以前、自分のカルボナーラ作成をネタにした話を作ったところ、カルボナーラは火を通すものだと教えられた。いや……もちろん知っていたのだが……。
 その後、何かと司の食事事情を心配してくれる人もいる。

「……と、ソース作らなきゃな……。卵……粉チーズ……生クリームが無いな……、牛乳で良いや」

適当な分量を混ぜて、箸でかき回しておく。
 両手がふさがっていてもIRCで会話が出来るのは便利だ。
 しかし、こんなくだらない事に目覚めた能力を使って良いのか……と思う事もある。
 まあ、誰に迷惑を掛けるものでもないので、開き直っているが……。

タイマー
ぴぴぴっ
「あ……できた」

“あ……できた”
 口調と同時にIRCに書き込み、鍋から上げて水を切り、フライパンを熱す。

「いちおう……火……通そう」
SE
ジュアァァァ

茹で上がった麺を軽くあぶり、塩こしょうをしてから先ほど混ぜたソースを入れる。
 その直後に火を止め、手早くかき回す。
 しばらくかき混ぜた後、皿にうつした。

「完成……ちと、火に掛けすぎたかな……」

卵、チーズ、塩こしょうの良い匂いは漂って来ているのだが、卵は完全に固まり、どろりとした半熟ではない。
 口に含んで見れば、その舌触りが明らかに違う。

「やっぱり失敗だなぁ……まあ、食べられない事はない」

もう少し、技術がいるようだ。
 “完成〜”
 “おおー(ぱちぱち)”
 “どうですか?”
 “うーん……ちと失敗……”
 “(^_^;”
 そう言った会話を交わしながら、ずるずると食べる。
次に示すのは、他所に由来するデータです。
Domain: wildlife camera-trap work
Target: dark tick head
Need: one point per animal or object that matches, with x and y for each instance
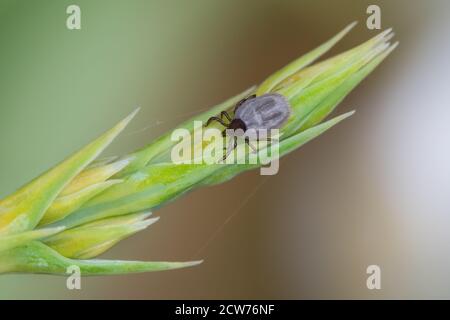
(237, 124)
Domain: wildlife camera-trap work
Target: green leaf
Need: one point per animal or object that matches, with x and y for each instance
(301, 62)
(24, 209)
(18, 239)
(36, 257)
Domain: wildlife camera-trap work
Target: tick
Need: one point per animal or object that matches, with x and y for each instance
(266, 112)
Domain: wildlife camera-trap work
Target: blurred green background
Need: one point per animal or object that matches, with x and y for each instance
(373, 190)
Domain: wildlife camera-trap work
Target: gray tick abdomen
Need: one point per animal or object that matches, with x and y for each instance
(269, 111)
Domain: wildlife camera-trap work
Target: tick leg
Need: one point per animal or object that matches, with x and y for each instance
(216, 119)
(230, 149)
(224, 113)
(242, 101)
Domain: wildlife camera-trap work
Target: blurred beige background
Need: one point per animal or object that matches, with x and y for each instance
(373, 190)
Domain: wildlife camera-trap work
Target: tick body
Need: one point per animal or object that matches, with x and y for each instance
(266, 112)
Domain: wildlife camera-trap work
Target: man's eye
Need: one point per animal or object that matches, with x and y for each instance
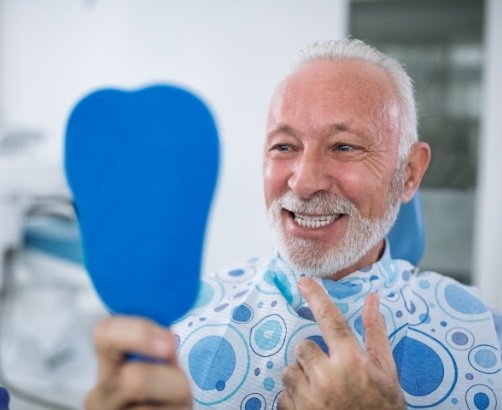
(344, 147)
(282, 147)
食べ方も、箸のままで食べているから、スパゲティというよりはヤキソバに近い。

「さて、食事終了。洗い物は……あとにしよう……」

シンクに皿を置き、水を浸す。

「……心配されるのも無理ないかもな……」

そう苦笑しつつ、パソコンの前に座り直す。
 これから、IRCの時間なのだ……。

時系列

2000年初期。

解説

電機を操る電操士、御剣司の日常の1コマ。
 前回の「すぱげってぃ・かるぼなーら」の続編である。